Chacune des soeurs représente un stéréotype : la plus jeune, l’intello, la « fashion victime », la parfaite, et à part, l’aînée qui tente de faire cohabiter tout ce monde-là sans heurt. Le premier tome est rafraichissant et permet de faire connaissance avec tout ce petit monde. Le tome 2 et 3 mettent assez en avant le personnage haut en couleur de Bettina et ses amours contrariés : lorsqu’on est une fashion victime, comment peut-on accepter de tomber amoureuse d’un garçon très laid, même si c’est quelqu’un de merveilleux ? C’est le tome 4 « Geneviève » qui tient le moins ses promesses. La soeur parfaite qui épaule l’aînée en toute occasion est pourtant celle qui a donné son nom au tome le moins crédible….Tout part un peu dans tous les sens, dommage. Mais on le lit quand même car on est attaché aux personnages et on veut connaître la fin ! En tout cas, cette série est très rafraîchissante, pleine de rebondissements et de trouvailles (entre le Gnome de la Chasse d’eau, le rat Mycroft, Merlin, le livreur magicien de surgelés, tante Lucrèce, radine et passionnée par les chansons d’un crooner, et qu’elles tentent d’éviter à tout prix, la chaudière qui tombe toujours en panne, Swift la chauve souris ou le vieux Sycomore qui tombe dans le puits), on ne peut pas s’ennuyer !

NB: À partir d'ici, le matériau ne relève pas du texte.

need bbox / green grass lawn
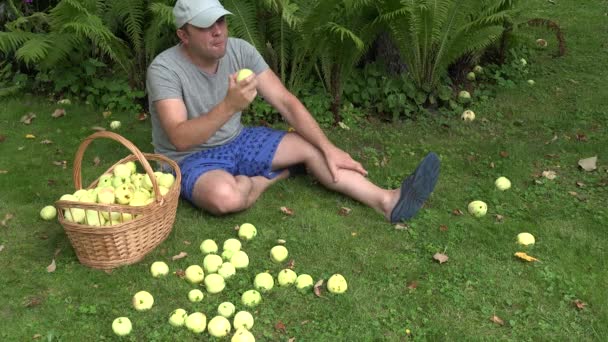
[0,0,608,341]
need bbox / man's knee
[197,183,245,215]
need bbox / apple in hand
[217,302,236,318]
[232,311,254,330]
[184,265,205,284]
[169,309,188,327]
[253,272,274,292]
[270,245,289,263]
[112,317,133,336]
[230,251,249,270]
[150,261,169,278]
[132,291,154,311]
[188,289,205,303]
[199,239,218,255]
[238,223,258,241]
[205,273,226,293]
[207,316,232,337]
[185,312,207,334]
[327,273,348,294]
[241,290,262,307]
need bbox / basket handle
[73,131,162,202]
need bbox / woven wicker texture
[55,131,181,269]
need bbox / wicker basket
[55,131,181,269]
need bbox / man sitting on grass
[147,0,439,223]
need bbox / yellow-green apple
[241,290,262,307]
[40,205,57,221]
[207,316,232,337]
[169,309,188,327]
[199,239,218,255]
[112,317,133,336]
[232,311,254,330]
[150,261,169,278]
[184,265,205,284]
[229,251,249,270]
[132,291,154,311]
[327,273,348,294]
[217,302,236,318]
[188,289,205,303]
[205,273,226,294]
[238,223,258,241]
[185,312,207,334]
[277,268,298,286]
[253,272,274,292]
[270,245,289,263]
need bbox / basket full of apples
[55,131,181,269]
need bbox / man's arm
[154,74,257,151]
[256,69,367,182]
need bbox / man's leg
[192,170,288,215]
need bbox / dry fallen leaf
[281,207,293,216]
[314,279,324,297]
[514,252,540,261]
[338,207,352,216]
[46,259,57,273]
[572,299,587,310]
[490,315,505,325]
[171,252,188,261]
[433,253,449,264]
[0,213,15,227]
[51,108,65,118]
[542,170,557,180]
[578,156,597,171]
[19,112,36,125]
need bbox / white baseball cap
[173,0,232,28]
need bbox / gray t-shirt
[146,38,268,162]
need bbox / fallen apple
[270,245,289,263]
[112,317,133,336]
[132,291,154,311]
[253,272,274,293]
[150,261,169,278]
[467,201,488,217]
[232,311,254,330]
[327,273,348,294]
[186,312,207,334]
[188,289,205,303]
[207,316,232,337]
[184,265,205,284]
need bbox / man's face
[178,17,228,60]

« Parfois Enid aurait préféré avoir un peu moins de sœurs. – Deux m’auraient suffi, confia-t-elle à Gulliver Doniphon […] – Si tu n’avais que deux sœurs, tu choisirais qui ?[…] – J’en sais rien. J’ai pas dit que je choisirais. – Quatre moins deux égale deux. Si deux suffisent celles qui restent sont à mettre à la poubelle.[…] Faudrait pouvoir faire un roulement, conclut-il. Un jour l’une, un jour l’autre. »

Les tomes 1 et 2 ont été adaptés en bande dessinée par Cati Baur et Malika Ferdjouk.